For example, for a 25 minute audio clip at 48 kHz, you will need (16 * 48000 * 25 * 60)/8 = 144000000 bytes ~= 137 MB.
Loading and decompressing the audio into the cache will take a few seconds; Aegisub will display a progress indicator while loading the audio.
Loading and decompressing the audio into the cache takes a little
while. When it is done, Aegisub will transform into something like the
picture below:
You can click and drag just below the audio timeline to change the height of the audio waveform/spectrum display.
Green and red buttons are toggle buttons. A green background indicates that the option is turned on, while a red background indicates that the option is turned off. The buttons and controls are as follows (many of these have keyboard shortcuts associated with them by default):
The buttons are as follows:
1. Go to previous line, discarding any unsaved changes (previous syllable when in karaoke mode)
2. Go to next line, discarding any unsaved changes (next syllable when in karaoke mode)
3. Play selected area of the audio waveform
4. Play currently selected line
5. Pause playback
6. Play 500ms before selection start
7. Play 500ms after selection end
8. Play first 500ms of selection
9. Play last 500ms of selection
10. Play from selection start to end of file (or until pause is pressed)
11. Add lead-in (how much is determined by the audio lead in setting)
12. Add lead-out (exactly like the above, but the setting is called audio lead out, logically enough)
13. Commit (save) changes
14. Scroll view to selection/go to selection
15. Toggle auto-commit (all timing changes will be committed immediately, without the user pressing commit, if this is enabled)
16. Toggle auto next line on commit (if this is enabled, Aegisub will automatically select the next line when the current line is committed; enabling both this and auto-commit at the same time is strongly discouraged)
17. Toggle auto-scrolling (will center waveform on the currently selected line automatically when enabled)

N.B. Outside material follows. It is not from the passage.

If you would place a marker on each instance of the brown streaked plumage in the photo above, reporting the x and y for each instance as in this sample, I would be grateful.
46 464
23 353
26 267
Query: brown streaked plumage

18. Toggle spectrum analyzer mode (see below)
19. Toggle Medusa-style timing shortcuts
20. Audio display zoom (horizontal)
21. Audio display zoom (vertical)
22. Audio volume
23. Toggle linking of vertical audio zoom slider with volume slider
24. Toggle karaoke mode
25. Join selected syllables (karaoke mode only)
26. Split selected syllables (karaoke mode only)
Timing Audio
If you are starting a script from scratch (usually pretiming), open the
audio and/or video. Select the first line of the script and in the audio
wav form area, pick the beginning and the ending point of that line. Commit
the changes and a new line will appear. Repeat this process until the entire
script is completely timed.
When you click on a line, Aegisub will highlight it, and, if you have the
Auto button checked, center the audio display on it. Now, you can drag around the boundaries of the selection (red lines) to change the start and end times of the line. The dark blue lines are second boundaries. The selection will become red and show the word
Modified in red on the audio display until you either press the
Commit button (or press Enter, which also will take you to the next line) to save the changes. Press the
Play selection button to listen to the selected area, or the other play buttons to listen to other areas around the selected
area. When you are satisfied with the timing, press
Commit or hit Enter. Normal audio timing is as easy as that, it's just a lot of work and takes a lot of time, no pun intended. Sometimes you many have the translated lines before hand and you can put those in the
Dialog box if you have them, otherwise #Pocketmonsters generally pretimes all the dialog lines and leaves them blank for the translation to fill in.
Karaoke Timing
Enter the harder part of audio timing: karaoke. Aegisub's karaoke mode
is quite similar to, but not the same as, Medusa's equivalent, so if
you are familiar with that, Aegisub should give you little trouble with
karaoke.
When you have timed each line to match the lines of the song, enter the
karaoke mode by pressing the
Karaoke button. This will reward
you with Aegisub changing the audio view to something like the picture
below:
The first part of karaoke timing is timing the words to match the words
of the song. Here, the karaoke mode works just like the normal timing
mode with one exception: you can click on a word (or later on, a
syllable) to highlight it and then use the numpad + and - buttons to
make fine-grained adjustments (just make sure numlock is on). Also note
that the play buttons have changed slightly - next/previous line is now
next/previous syllable, and most of the other buttons now work on
syllables instead of on lines. Also note that the next/previous
syllable buttons can take you from one line to the next if you go
past/before the last/first syllable in a line - Aegisub will, however,
warn you that you're about to lose all changes to the current line if
you do.
Remember that if you want to shift the beginning or end of the line,
you have to exit the karaoke mode to do so. Remember to press
Commit
before you exit the karaoke mode, or you will lose all the changes you
just worked on!
When you have finished timing the words, it's time to split the words
into syllables. Select the word you want to split and click the split
button. This will give you this dialog box:
Enter a pipe character ("|") between each syllable, as shown above, and
press OK to split the word into syllables. To insert an empty syllable
(useful for non-vocal parts between words or syllables) between two
others, type two pipes ("||") instead of one as a separator. Sometimes,
it can be a good idea to enter a pipe between the last character in the
word and the following space (as the example above shows) - this
depends on what kind of karaoke effect you are planning to do, and if
there's a pause between one word and the next. If you are not the
person who is going to do the effect, ask the responsible person about
how they would like it.
When you have the syllables split, time them in the now (hopefully)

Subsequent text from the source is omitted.